The Center was the promised solution to that problem. A self-sustaining facility that offered not only the top of the line equipment and machinery, but also the essential creature comforts to allow people to live and function as capably and enjoyably as they would in any small town. Doctor Phillip Sizemore, a renowned psychologist and mental health advocate was the one who developed the idea.
The Center started as a pipe dream for Doctor Sizemore. His idea had been rejected nearly twenty times before anyone actually offered the time to discuss its potential merit. All it took was one willing ear to get the snowball rolling downhill. Within six months, he and his new partners received a sizeable government grant and the backing of eight large corporations. Two years after receiving the funds, phase one, the construction of the facility and installation of life support systems, was complete.
A giant concrete dome, built along the western coast of Baffin Island. It would eventually become the envy of the world in the race to exploit the arctic’s riches. Built to withstand both the most treacherous winds and all but the most powerful modern bombs and missiles, The Center would eventually be recreated several times, in strategic locations as bases of operations.
Billions of dollars of computer equipment, both for civilian purposes of surveying the region for reserves and deposits and military purposes with advanced sonar and radar systems, would be implemented in the final phase. There would also be billions of dollars of defense systems such as surface to air missiles and communications jamming devices.
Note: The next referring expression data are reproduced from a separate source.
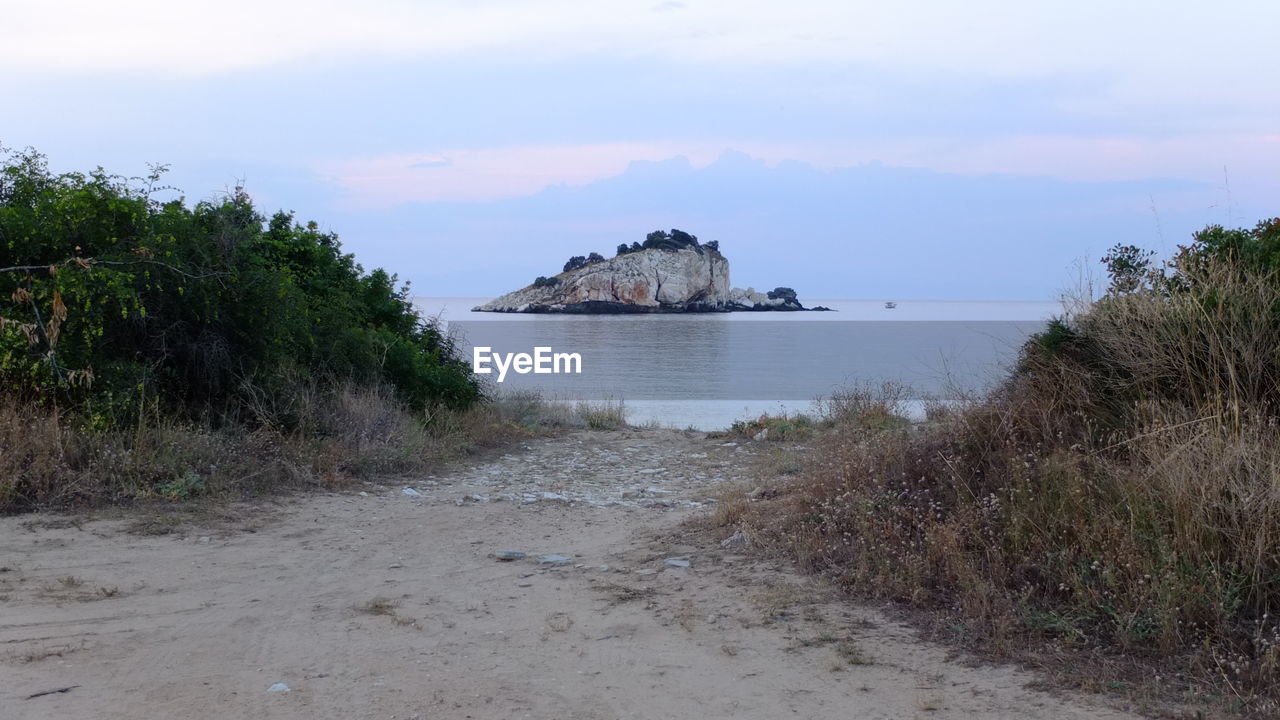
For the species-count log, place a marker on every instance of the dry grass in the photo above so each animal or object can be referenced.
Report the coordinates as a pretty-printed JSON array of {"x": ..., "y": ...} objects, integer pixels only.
[
  {"x": 379, "y": 606},
  {"x": 48, "y": 460},
  {"x": 1118, "y": 499}
]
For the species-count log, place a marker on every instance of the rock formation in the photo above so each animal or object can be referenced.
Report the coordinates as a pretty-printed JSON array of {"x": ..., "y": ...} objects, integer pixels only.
[{"x": 693, "y": 278}]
With a priceless supply of oil and natural gas embedded in the arctic seabed, it was almost inevitable that their procurement would turn violent, especially without significant deterrents in place.
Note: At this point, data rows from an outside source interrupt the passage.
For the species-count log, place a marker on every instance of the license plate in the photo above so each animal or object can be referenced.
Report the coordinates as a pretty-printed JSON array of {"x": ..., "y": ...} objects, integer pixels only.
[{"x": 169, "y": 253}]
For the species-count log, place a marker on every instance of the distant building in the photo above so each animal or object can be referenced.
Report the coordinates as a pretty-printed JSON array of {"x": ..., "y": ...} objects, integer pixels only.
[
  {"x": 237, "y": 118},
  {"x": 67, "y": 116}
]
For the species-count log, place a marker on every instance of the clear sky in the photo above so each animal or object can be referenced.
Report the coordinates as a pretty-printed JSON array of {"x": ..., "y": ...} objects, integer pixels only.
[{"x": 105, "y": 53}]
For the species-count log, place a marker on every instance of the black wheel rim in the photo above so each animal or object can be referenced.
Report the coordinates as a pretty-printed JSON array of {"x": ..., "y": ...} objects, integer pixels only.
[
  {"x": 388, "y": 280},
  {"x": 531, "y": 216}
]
Phase one dealt with the feasibility of constructing the facility. Every step was assessed, from being able to transport the materials safely and economically, to the efficiency of installing the required electrical wiring and equipment. A state of the art, albeit only a working prototype, of a miniature nuclear reactor was created specifically for The Center. It could maintain power, even with all systems running at maximum capacity, for over a century.
The living quarters were designed to feel more like hotel rooms than jail cells and were loaded with as many modern-day conveniences as space would allow. It was imperative that the workers stationed there, be able to associate The Center with the comforts of home. An enormous cafeteria was scrapped in favor of several small, differently themed eating areas. With the first phase a resounding success, the second was about to begin.
Doctor Sizemore was given the task of proving The Center’s superior ‘livability’, and how the increased mental health and comfort of the crew stationed there would increase productivity and reduce major liability issues such as depression-induced suicides and costly treatments for disorders. If The Center could live up to its promise, with lower expenses and higher standards of living, the workers could be offered greater incentives and it would be easier to lure the highest quality staff.
Four months of sunlight, followed by four months of darkness, that was the timeline he was given. Eight months and his brainchild would become a reality, vaulting him into the top twenty wealthiest people on the planet rankings. He, along with thirty test subjects, ten military personnel, two cooks, two doctors, four nurses and his best friend and colleague would be stationed at The Center for the duration of the experiment.
All they had to do… was survive eight months. They may have been successful too, if it was not for the meteor shower that proved too enticing to resist. With the promise of never before seen minerals, a team sets out to track down a meteorite, only to return with more than they bargained for.